まずは、稀勢の里の先代師匠・故鳴戸親方の師匠にあたる第45代横綱・初代若乃花の発言から。ちなみに前出の花田虎上は、初代若乃花の甥にあたる。先日、稀勢の里は明治神宮奉納土俵入りを行ったが、その際に使った化粧まわしは“土俵の鬼”と呼ばれた初代若乃花のものだった。

「若くして横綱になる人もいるし、私みたいに年増になってから横綱になる人もいるけど、体の小さい力士っていうのは、ちょっとつまずいてくるとガタガタッといってしまう面がある。だから、悲しいけど、気力で持っていかなければならないんです」

“遅咲き”の29歳で横綱に昇進した戦後最軽量(身長179センチ、体重107キロ)の初代若乃花は、ライバル栃錦と名勝負を重ね、“栃若時代”を築いたが、小兵ゆえの苦労も多かった。「こんちくしょう。こういう気持ちだけ。これしかないんですよ。相撲だけじゃない、なんの商売でも同じだと思います。ただし、横綱だから、あまりにもそういう気持ちを表情に表したり、言葉に表しちゃあいけないんです。自分の心の中だけに思っていればいいものだからね」

 ちなみに、最年長で横綱昇進を果たしたのは、32歳2か月で昇進した第53代横綱・琴櫻である。72年九州、73年初場所の連続優勝で昇進したが、それ以前は、大関在位30場所のうち、2ケタ勝利は半分以下の13場所。年齢からしても引退間近とみられていただけに、昇進の際は“うば桜の狂い咲き”などと揶揄された。その琴櫻は、横綱について次のように語っている。

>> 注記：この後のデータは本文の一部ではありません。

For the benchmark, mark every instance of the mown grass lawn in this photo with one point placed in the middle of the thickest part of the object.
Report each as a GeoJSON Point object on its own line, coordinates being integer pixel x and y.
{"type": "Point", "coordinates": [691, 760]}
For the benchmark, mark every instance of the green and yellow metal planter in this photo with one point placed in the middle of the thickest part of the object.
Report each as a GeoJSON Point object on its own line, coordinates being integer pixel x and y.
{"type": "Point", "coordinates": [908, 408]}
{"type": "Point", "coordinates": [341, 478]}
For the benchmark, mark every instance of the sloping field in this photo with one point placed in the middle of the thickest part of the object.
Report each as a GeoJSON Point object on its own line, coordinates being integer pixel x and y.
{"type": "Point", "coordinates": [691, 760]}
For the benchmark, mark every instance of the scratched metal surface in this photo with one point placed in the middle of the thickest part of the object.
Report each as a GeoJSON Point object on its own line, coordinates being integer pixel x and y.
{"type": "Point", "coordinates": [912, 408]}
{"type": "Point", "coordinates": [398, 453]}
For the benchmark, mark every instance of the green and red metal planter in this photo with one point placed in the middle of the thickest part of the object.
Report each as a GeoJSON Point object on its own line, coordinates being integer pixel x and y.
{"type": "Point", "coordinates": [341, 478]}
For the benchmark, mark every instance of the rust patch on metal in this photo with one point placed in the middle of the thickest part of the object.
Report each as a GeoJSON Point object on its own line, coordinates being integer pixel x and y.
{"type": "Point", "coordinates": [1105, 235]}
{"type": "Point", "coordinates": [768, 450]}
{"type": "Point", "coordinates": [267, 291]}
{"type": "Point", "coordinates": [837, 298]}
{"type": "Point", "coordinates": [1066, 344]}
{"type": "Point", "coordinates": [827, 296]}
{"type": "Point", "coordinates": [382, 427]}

「横綱という存在は角界の頂点であるし、神様にも近いものじゃないかと、思っているんです。だから、誰からも尊敬される存在でなければならないし、絶対に間違ったことはしちゃいかんのです」

 大きな頭でぶちかまし、強烈な突き押しで相手を圧倒することから、ついたニックネームは“猛牛”。「親父とお袋は、現役時代のわしを“子ども”じゃなくて、“神さん”だと思っていたくらいなんですよ。横綱時代は、場所が始まれば毎朝早く、わしの銅像にご飯を作って持っていって、真っ先にご飯をあげてから自分たちが食事をしていたそうです。そういう両親をわしはとても尊敬していたし、この両親がいたからこそ、横綱にもなれた。そして、その後も道を踏み外さないで生きてこられた」

 横綱在位9場所目の直前に、引退を表明。引退後は佐渡ヶ嶽部屋を引き継ぎ、琴風、琴欧洲、琴光喜ら3大関を育てている。